Market news | Monthly

Chinese export volumes absorb fleet growth

Chinese export volumes absorb fleet growth-EMF-Maritimefinance

Halfway through 2026, a PCTC market that was widely expected to tip into oversupply has instead tightened further, as Chinese export volumes and European EV adoption continue to outrun a record wave of newbuilding deliveries

Demand has answered the supply question, at least for now
The PCTC segment entered 2026 with a clear bearish consensus: a large orderbook, rising tariff threats, and forecasts of softening rates. Six months later, the opposite has materialised. Chinese vehicle exports reached roughly 8.3 million units in 2025, up more than 30% year-on-year, with electric vehicle exports rising close to 70%, and that pace has carried into the first half of 2026. On the receiving end, European demand is strengthening: battery-electric vehicles now represent 19.7% of the EU market year-to-date, up from 15.3% a year earlier, with particularly strong growth from Chinese brands including BYD and Chery. This sustained export momentum has absorbed newbuilding deliveries on the longest and most profitable trade lanes, effectively preventing the fleet expansion from translating into rate weakness. The Strait of Hormuz crisis has had limited direct impact on the segment, as the main vehicle trade routes run Asia-to-Europe and Asia-to-Latin America rather than through the Gulf, though some Middle Eastern distribution disruption and higher insurance costs weighed on utilisation earlier in the year.

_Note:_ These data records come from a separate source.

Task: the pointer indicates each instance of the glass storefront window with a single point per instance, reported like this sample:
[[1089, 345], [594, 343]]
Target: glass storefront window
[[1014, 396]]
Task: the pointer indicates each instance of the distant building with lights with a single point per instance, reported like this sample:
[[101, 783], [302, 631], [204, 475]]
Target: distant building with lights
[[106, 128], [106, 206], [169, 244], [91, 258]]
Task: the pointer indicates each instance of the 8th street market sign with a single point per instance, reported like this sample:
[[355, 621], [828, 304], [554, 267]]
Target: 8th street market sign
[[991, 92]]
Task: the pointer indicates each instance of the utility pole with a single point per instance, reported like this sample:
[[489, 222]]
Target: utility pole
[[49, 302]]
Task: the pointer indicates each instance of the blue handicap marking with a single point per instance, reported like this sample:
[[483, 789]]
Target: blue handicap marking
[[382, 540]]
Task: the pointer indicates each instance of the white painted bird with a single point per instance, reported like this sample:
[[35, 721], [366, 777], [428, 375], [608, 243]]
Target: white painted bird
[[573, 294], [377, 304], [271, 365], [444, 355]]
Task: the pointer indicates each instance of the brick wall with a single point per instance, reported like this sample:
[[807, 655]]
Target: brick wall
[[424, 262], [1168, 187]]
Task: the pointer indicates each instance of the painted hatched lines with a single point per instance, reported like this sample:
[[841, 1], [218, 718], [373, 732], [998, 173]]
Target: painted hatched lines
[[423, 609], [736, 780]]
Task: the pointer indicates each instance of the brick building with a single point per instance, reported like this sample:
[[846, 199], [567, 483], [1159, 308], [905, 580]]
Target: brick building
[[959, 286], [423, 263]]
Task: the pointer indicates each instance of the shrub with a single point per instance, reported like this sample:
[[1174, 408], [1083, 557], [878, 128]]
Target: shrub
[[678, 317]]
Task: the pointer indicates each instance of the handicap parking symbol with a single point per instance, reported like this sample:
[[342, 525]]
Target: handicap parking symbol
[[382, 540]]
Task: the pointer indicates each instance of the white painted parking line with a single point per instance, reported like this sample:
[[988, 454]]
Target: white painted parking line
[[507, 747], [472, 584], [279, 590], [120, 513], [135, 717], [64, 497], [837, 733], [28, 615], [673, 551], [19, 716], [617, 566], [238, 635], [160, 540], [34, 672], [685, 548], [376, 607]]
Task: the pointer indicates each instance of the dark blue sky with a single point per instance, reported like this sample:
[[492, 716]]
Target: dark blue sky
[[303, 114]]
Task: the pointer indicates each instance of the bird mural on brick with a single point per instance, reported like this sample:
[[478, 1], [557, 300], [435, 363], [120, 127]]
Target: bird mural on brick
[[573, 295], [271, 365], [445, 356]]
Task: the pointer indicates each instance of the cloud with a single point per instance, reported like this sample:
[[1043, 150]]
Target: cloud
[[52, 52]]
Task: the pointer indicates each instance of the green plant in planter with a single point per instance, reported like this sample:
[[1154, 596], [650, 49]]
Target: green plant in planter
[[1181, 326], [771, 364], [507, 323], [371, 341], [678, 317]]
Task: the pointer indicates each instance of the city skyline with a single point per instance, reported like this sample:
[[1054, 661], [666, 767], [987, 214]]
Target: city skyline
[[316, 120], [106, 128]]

Structural strength outweighs the risks on the horizon
The demand story underpinning the PCTC market is one of the strongest in shipping today. Chinese manufacturers are not simply exporting more vehicles; they are building global brands, and expanding into new markets across Latin America, Southeast Asia. European EV penetration is accelerating, not plateauing. EU tariffs on Chinese EVs and broader US trade policy remain risks worth monitoring, and the orderbook at approximately 17.7% of current fleet capacity means the margin for error narrows if export growth slows. But the trajectory heading into the second half of 2026 is positive: utilisation is high, demand is diversifying across more trade lanes and more vehicle segments, and the market has so far absorbed every newbuilding delivery without softening.